Mark Lee Webb received his MFA from Queens University of Charlotte. He has published several chapbooks, and his first full-length book of poetry, It’s Not Easy Being a Moth, is forthcoming from Accents Publishing. His work has appeared in literary journals such as Ninth Letter, The Louisville Review, Reed, Columbia Journal, Aeolian Harp, and many others.

 

About Fallen Fruit
David Allen Burns and Austin Young, artist duo Fallen Fruit, explore participatory art practice, reflecting upon a broader, controversial global environmental movement involving contemporary art and public spaces. Often using everyday objects as an art making material, they have discovered that using things that are familiar is inextricably bound to identity, and a means for cultural rediscovery, invigorating the politics of both left and right and going far beyond the mundane. Using the public realm as a cultural object to investigate the design of public space and collective experience, Fallen Fruit taps into urban agriculture, a growing global force highlighted recently in London at the Victoria & Albert Museum’s “ FOOD: Bigger Than the Plate,” an exhibition featuring artwork by Fallen Fruit.

Fallen Fruit has been recently featured in15 Los Angeles Artists to Watch, ARTnews (Cover); Artforum (Critic’s Pick);“Tasty and Subversive Too”, The New York Times; Conde Nast Traveler “18 Best Shows in London;” “Food Matters,” TheNew York Times and LA Confidential (Cover and Feature), “How Fallen Fruit is Changing the Art World & Life in LA.” Their work has also been featured in such book publications as The Idea of the West by Doug Aitken, The Omnivore’s Dilemma by Michael Pollan, Come Together: The Rise of Cooperative Art and Design by Francesco Spampinato (Princeton Architectural Press) as well as numerous broadcast radio, TV, video and blog venues.

Born in Los Angeles, California in 1970, David Allen Burns completed an BFA in 1993 from California Institute of the Arts and an MFA from UC Irvine in 2005. David grew up in a diverse middle-class community in West Los Angeles and helped out at family owned businesses across Southern California where he would often explore these diverse communities in surrounding neighborhoods on the weekends. From a young age he was regularly meeting new people of all ages and backgrounds and learning about their stories and livelihoods, participating in community events, and attending cultural programs and services.
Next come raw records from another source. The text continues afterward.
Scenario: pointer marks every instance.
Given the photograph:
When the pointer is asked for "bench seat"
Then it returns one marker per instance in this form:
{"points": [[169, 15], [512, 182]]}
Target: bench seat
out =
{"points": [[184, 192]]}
David’s work has always looked at contextualized relational knowledge and disrupting systems of meaning, especially exploring the limitations and boundaries about what could be considered “familiar.” Often work is created with nonprecious materials, found objects and incorporates materials from the everyday to transform aesthetics and contextual framework that sublimates understanding about what we think we may already know — likened to a conceptual reconstruction of a tromp l’loiel instead of the copy of the visual representation.
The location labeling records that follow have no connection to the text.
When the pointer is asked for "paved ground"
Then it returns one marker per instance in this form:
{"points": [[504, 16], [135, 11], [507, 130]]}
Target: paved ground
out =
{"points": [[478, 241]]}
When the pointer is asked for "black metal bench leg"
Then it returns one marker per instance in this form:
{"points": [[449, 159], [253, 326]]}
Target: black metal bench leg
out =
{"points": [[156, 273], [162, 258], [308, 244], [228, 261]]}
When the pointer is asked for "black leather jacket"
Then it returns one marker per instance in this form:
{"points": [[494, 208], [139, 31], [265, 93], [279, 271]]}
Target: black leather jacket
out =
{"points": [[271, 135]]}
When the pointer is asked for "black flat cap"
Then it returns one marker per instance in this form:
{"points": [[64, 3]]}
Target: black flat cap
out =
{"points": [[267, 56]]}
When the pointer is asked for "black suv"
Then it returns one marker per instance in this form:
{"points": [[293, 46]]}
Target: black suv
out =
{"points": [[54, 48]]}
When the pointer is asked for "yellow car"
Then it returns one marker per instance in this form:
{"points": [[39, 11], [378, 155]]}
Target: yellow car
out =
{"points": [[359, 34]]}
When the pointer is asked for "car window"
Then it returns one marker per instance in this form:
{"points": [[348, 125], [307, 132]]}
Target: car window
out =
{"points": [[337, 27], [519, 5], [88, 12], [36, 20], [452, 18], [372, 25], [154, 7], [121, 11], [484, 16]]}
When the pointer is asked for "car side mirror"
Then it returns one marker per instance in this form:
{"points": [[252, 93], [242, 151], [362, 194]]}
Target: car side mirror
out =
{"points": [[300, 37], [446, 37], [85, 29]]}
Austin Young is from Reno, Nevada and currently lives and works in Los Angeles. The foundation of his career is from studying at Parsons in Paris. Early in his career, Austin transferred his interests from traditional portrait painting towards a long celebrated career in portrait photography. In many ways, Austin is more accurately described as an image-maker: his projects illustrate the sublime qualities of character that make celebrated people unique. Based on a nuanced visual language of pop-culture iconography, his trademark style and techniques have captured a broad palette of musicians, artists and celebrities including Debbie Harry, Leigh Bowery and Margaret Cho, among others. In multiple bodies of work, Austin confuses personality and identity issues in confrontational and unapologetic image making about people who often split gender roles, stereotypical constraints and socially-constructed identities.

Pictured: David Burns and Austin Young/Fallen Fruit. It Happens To Everyone Some Day / The Last ‘Gay’ Bar In America, 2016. Found frames, found photography from the archives of Emily Bingham, Laura Lee Brown, David Williams, John Lair, Bill Carner, Letitia Quesenberry, and the archives at the University of Louisville, original pin-up photography, found objects.